高齢者世帯と同じように災害弱者になりうる候補として子供のいる世帯があります。18歳未満の未婚者をこの調査では「児童」と呼んでいますが、児童がいる世帯は約1200万世帯で全世帯の4分の1くらいになります。27年前の昭和61年にはおよそ半分の世帯に児童がいたのですから、ずいぶん急速に子供のいる世帯は減っていることがわかります。

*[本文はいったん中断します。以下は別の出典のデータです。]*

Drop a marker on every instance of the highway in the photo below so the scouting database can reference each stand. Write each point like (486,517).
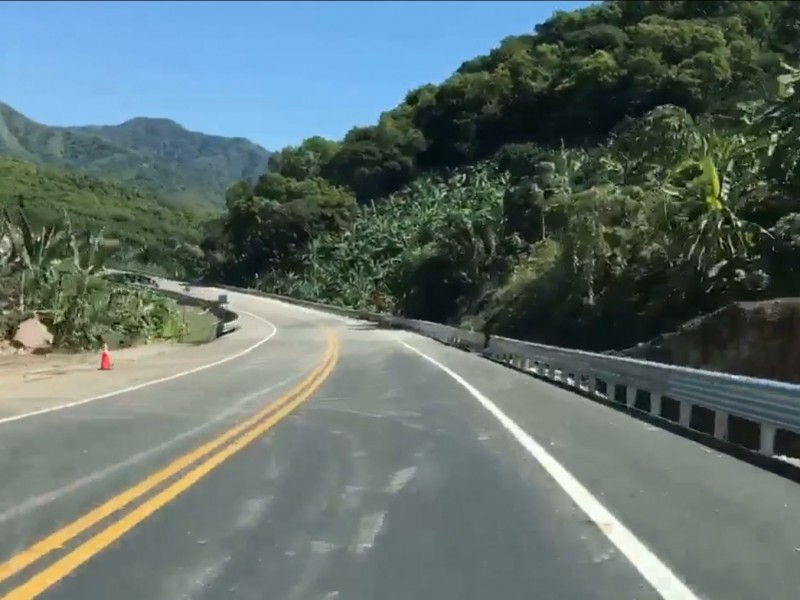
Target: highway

子どものいる世帯では母親が出産、育児の関係で、それまで仕事をしていても離職せざるを得なくなるケースが想像されます。0歳児の母親が無職である割合は約63%です。これが児童の成長に伴い徐々に少なくなり、児童の年齢が15歳から17歳になるとおよそ23%にまで減ります。では働き始めた母親が正規労働者になっているかというと実はそうでもなく、非正規雇用でいる人が多くなっています。児童ありの母親の34.6%が非正規労働者として働いています。これには正規労働者では時間が拘束され、育児との両立が難しいことも少なからず影響していると思われます。ただし良く言われるように、労働者(母親)が常に正規労働者を志向していると決めつけるのはどうかと私は思います。むしろ現代は働き方の自由が確保できるような時代になったのだと受け止め、勤務時間や労働環境など、働く側に立った環境の改善をもっと進めて、自分にとって好ましいスタイルで、(子供がいても)働くことのできる選択肢を増やすほうが重要に思います。
防災においても家の耐震化に象徴されるような伝統的な防災対策による効果ももちろん大事ですが、就業や雇用の不安定化に伴う経済面での脆弱性対策も極めて重要です。人生には予期できない事態もいろいろありますし、介護などで離職を余儀なくされる人が年間10万人に達するとなると、その人たちの経済面での脆弱性増加が一番気になるところです。